When the economy is in a serious state of stress, this relief can be tremendous in helping to kickstart the economy. And it overrides any loss of interest income the private sector may receive. But, how effective rate cuts are depends on the strength of those factors versus the loss of interest income. And I would argue non of those factors is especially true right now in the US, Europe or Japan.
For example, in the US, mortgage rates have been this low in the recent past. Lowering rates a quarter percent won't kickstart a wave of mortgage refinancing. Also, corporate debtors are not stressed as default rates are at cyclical lows. Moreover, corporations are not redeploying capital into investment. Instead, they are buying back shares. So lower rates won't boost the economy there either.
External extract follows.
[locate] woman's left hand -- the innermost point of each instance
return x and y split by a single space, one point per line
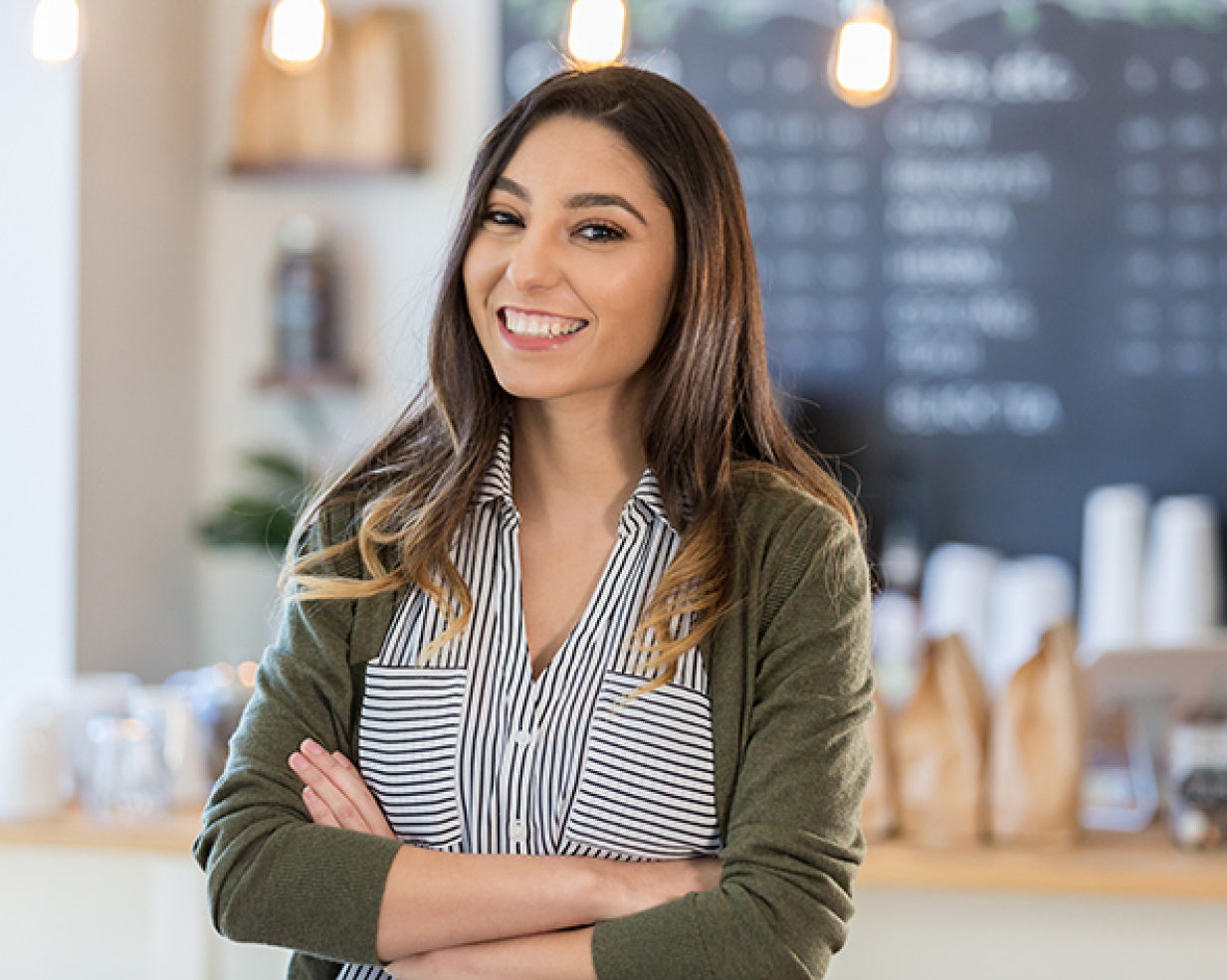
335 794
550 955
Even more importantly, in my view, is the fact that, with inflation expectations falling, yield curves are flattening, not steepening. That is no help to banks. And this is particularly problematic in the eurozone, where the European Central Bank is effectively taxing banks with negative interest rates. A larger tax won't help restore balance sheets. It will worsen them. And it will do so in an environment where European banks need more capital, and where the economy is much softer than it is in the US, potentially dipping into recession, as it already has in Italy.
Of course, lower discount rates are good for equities. And so, it makes sense that Goldman Sachs is projecting an S&P500 2019 year-end of 3100 and 3400 for 2020.
So, the long and short of it is that financial conditions are easing with a rate cut. And that helps asset prices. But that doesn't necessarily translate into real GDP growth or inflation.
The future
I think a lot of what I just wrote is off the radar screen for most policymakers. Their view is still very much the binary one of "lowering policy rates is stimulative and raising them is anti-stimulative". Moreover, they don't see the big contrast between fiscal and monetary policy as relevant because of the still virulent anti-deficit bias in policymaking circles, particularly in the eurozone.
So I expect that, if any advanced economies weaken, the policy response is likely to be mostly monetary in nature, lower interest rates and central bank asset purchases. None of this is going to be effective. In fact, because of the interest income channel, it could work to impede growth and lower inflation expectations.
So, I see yields continuing to come down in advanced economies, more at the long end of the curve than the short, with Anglo-Saxon countries like the US having more room to run than places like Switzerland and Germany, where most government bond yields are already negative.
Unless governments show a willingness to tackle income inequality, lifting spending by those with the greatest marginal propensity to spend, I think this is the paradigm we'll be living in until the next global recession.
I don’t understand why lower discount rates are good for equities. I realize that yield and price are inversely proportional. Is it simply that the increase in price today due to low inflation continues into the future due to the lower discount rate of future money?
Could this lead to over-confidence in equites?